Solidarisches Miteinander

Nicht nur die Eisendorfer verloren dabei Hab und Gut und mussten in den Folgemonaten mit wenig Sachen ihre Heimat verlassen. Nach Kriegsende waren von den 1092, davon 284 in Eisendorf stehenden Häusern, lediglich noch 5 bewohnt. Die "St. Barbara-Kirche" wurde 1965 gesprengt und auf dem Grund samt eingeebnetem Friedhof eine Kaserne errichtet.

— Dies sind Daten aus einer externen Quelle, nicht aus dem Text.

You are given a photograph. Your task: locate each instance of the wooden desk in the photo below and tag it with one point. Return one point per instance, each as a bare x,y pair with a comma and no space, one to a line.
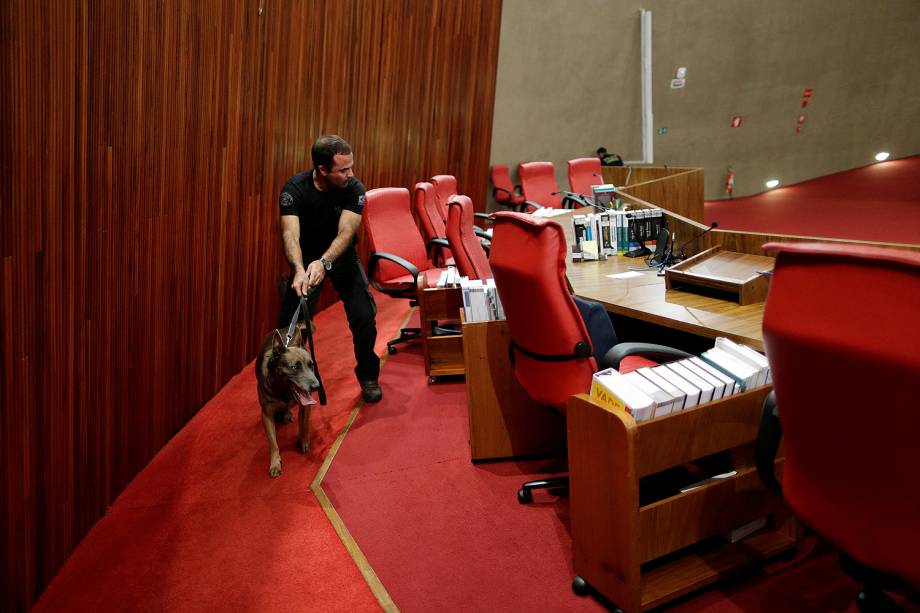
645,298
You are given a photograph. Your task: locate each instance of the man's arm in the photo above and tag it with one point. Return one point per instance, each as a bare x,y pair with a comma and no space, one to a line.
349,222
290,242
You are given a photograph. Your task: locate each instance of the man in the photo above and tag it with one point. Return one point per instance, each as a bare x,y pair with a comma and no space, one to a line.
608,159
320,217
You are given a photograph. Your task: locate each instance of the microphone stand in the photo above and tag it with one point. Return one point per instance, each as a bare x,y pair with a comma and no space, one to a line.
682,256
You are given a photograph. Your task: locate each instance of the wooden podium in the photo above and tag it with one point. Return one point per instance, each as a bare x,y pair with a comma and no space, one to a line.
739,277
642,556
443,353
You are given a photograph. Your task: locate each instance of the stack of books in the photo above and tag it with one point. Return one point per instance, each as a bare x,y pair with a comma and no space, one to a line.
480,300
604,196
449,277
600,235
668,388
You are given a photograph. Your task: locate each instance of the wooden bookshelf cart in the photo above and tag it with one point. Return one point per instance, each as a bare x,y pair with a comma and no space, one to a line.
642,556
443,354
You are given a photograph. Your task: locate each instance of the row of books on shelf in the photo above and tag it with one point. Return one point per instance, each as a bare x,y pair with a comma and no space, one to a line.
480,300
727,369
610,233
480,297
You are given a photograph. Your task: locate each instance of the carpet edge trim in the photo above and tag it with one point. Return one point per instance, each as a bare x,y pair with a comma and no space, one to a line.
351,545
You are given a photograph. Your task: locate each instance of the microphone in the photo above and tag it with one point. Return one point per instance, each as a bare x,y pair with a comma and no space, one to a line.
574,197
712,226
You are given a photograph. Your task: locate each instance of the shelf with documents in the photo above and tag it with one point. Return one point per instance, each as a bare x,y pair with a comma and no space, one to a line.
642,556
443,353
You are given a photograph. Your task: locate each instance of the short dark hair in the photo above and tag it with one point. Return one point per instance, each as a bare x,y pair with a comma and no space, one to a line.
326,148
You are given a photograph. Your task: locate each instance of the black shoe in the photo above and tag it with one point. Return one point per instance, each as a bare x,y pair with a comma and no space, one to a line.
370,391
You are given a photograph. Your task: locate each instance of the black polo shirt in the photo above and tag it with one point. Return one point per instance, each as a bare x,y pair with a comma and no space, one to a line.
319,211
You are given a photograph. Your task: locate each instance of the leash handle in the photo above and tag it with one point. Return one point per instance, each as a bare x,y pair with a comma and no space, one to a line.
304,305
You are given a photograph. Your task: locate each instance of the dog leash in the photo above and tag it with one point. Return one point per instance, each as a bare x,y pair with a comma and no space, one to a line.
290,334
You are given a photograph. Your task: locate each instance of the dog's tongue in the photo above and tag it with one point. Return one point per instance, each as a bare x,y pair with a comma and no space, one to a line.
303,397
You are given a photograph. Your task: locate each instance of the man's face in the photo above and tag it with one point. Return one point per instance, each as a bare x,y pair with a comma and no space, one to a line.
341,170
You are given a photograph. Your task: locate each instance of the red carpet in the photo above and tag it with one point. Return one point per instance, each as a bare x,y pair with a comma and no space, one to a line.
446,535
880,203
203,527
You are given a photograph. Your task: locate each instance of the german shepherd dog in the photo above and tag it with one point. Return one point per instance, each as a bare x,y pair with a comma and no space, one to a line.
285,377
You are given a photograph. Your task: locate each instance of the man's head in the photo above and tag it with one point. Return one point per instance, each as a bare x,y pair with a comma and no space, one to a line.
332,160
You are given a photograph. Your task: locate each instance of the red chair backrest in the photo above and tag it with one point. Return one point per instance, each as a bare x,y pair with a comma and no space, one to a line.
445,186
843,340
469,256
528,263
389,228
583,173
501,180
426,209
538,182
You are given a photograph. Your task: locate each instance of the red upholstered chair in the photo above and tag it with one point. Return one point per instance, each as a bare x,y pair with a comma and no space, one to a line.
504,190
469,254
554,356
584,173
398,256
433,228
841,333
445,186
538,182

Mit Hilfe einer Schubraupe wurden nach dem zweiten Weltkrieg im westlichen Eisendorf alle Häuser abgerissen und entlang der Grenze ein Zaun gebaut. Bis heute erhalten geblieben ist die ehemalige Schule, der Pfarrhof und die Häuser entlang des "Hundschwanz" und der Pfarrgasse.

Weitere Teile der Eisendorfer Geschichte sind im heutigen Zelezna das sanierte Ehrenmal und das restaurierte Steinockkreuz. Der gegründete Heimatverein "Eisendorf und Umgebung" hat sich den Erhalt der Kulturgüter auf die Fahne geschrieben und wurde dabei von den Marktgemeinden Bela nad Radbuzou und Eslarn unterstützt. Die ehemalige böhmische Bevölkerung konnte nach der Öffnung der Grenze 1989 frei und ungezwungen die Heimat besuchen und in den Jahren entstanden Freundschaften und eine solidarisches Miteinander.

Der vom Heimatverein erstellte Lageplan von Eisendorf belegte die Existenz des Straßendorfes. Alle westlich ab dem Mühlweiher gelegenen Häuser wurden abgerissen. gz
Der vom Heimatverein erstellte Lageplan von Eisendorf belegte die Existenz des Straßendorfes. Alle westlich ab dem Mühlweiher gelegenen Häuser wurden abgerissen.